Inventory of lost trees:
Most of the back hill maples are topped, snapped off midway.  The tuliptree (I just took pictures of how lush and big it had gotten!) keeled over and uprooted itself.  One sweetgum, so lovely, and growing so well from that little 2 gal. pot I got from Home Depot, has snapped off a foot above the ground.  All the silver maples have self destructed.

In the yard the Oklahoma redbud split in two and is gone; we cleared the branches out and nothing but a stump is left.

The Okame cherry is snapped off, only a foot of bare trunk left.

The new Forest Pansy redbud snapped off about 18 inches above the ground.

The witch hazels spit in two and are quite deformed. but may live.  The largest Tardiva hydrangea is completely without branches, but you can prune them severely to the ground and they regrow, I think.

The katsura tree has almost no leaves now, maybe three spindly branches left.
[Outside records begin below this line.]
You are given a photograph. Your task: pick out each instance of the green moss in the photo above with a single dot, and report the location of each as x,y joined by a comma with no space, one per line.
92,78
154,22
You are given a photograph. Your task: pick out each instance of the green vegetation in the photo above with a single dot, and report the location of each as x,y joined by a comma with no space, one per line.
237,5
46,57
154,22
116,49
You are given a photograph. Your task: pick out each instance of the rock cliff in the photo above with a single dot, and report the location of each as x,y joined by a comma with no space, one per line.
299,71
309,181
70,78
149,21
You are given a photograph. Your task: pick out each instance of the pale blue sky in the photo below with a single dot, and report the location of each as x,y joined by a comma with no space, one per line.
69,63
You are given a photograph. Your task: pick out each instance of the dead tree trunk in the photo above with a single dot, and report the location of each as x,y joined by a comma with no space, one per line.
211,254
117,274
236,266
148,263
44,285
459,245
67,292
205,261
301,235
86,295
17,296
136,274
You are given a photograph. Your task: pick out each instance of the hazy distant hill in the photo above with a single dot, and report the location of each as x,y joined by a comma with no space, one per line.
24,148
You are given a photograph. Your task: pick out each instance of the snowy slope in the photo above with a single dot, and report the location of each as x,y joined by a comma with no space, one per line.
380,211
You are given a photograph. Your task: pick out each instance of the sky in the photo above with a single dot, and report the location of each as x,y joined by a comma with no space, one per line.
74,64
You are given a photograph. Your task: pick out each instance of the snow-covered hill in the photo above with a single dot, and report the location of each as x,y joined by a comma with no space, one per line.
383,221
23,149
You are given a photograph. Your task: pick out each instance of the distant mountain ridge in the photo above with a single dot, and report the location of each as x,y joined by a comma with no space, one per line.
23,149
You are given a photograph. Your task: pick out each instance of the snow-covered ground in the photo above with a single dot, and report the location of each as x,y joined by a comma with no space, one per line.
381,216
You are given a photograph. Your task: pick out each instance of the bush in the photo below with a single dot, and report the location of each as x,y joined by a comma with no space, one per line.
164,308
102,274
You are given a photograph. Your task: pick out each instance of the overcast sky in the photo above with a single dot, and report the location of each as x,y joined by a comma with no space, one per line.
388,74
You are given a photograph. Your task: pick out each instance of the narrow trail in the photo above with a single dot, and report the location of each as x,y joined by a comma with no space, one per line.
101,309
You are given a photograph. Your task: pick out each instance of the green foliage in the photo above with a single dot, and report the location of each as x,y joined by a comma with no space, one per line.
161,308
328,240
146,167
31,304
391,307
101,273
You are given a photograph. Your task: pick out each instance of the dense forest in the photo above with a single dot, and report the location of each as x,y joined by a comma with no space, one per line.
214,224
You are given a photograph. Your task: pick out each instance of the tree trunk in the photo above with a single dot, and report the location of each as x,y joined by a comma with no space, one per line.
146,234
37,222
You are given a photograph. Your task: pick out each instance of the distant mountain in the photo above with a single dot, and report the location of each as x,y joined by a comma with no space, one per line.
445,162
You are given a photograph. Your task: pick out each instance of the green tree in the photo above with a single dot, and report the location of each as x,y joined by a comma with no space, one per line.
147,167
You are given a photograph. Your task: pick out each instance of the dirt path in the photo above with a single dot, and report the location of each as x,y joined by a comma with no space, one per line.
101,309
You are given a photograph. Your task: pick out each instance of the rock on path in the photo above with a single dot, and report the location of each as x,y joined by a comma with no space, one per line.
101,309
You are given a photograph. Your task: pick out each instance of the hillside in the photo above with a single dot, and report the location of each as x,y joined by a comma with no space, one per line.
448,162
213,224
The pear tree split apart, and all three of Gwen's did too, as well as all three of her cherry trees on our side.  In fact, all over town and all down Day Hill Road the pear trees imploded.  Here's a picture of one on Deerfield, they all pretty much look like this:

The big maples in the yard are very deformed, with half their canopies ripped out awkwardly, but they will live, and may regain shape over the years.

The same for the beautiful flowering dogwood at the corner of the garage.  It is deformed, topped, with its middle chopped out, but it will live and may regain its shape over time as well.  The sourwood survived but lost a branch, which it can't afford since it only grows one small branch a year!

So I will start over with some design ideas, and make gardens where stuff has disappeared or must be cut down.  The river birches and white birches all look good, and the evergreens do too.  The sweetbay magnolia is tilted but I can tie it back straighter I think. The Elizabeth magnolia is lopsided, but will survive.

You know what looks good?  The stiff black gums and the stiffly branched blackhaw viburnums.  The strong oaks, even the small ones, look good.


It was a terrible unseasonable storm.  We are warm now tonight, but most of the town is not and is still dark and cold.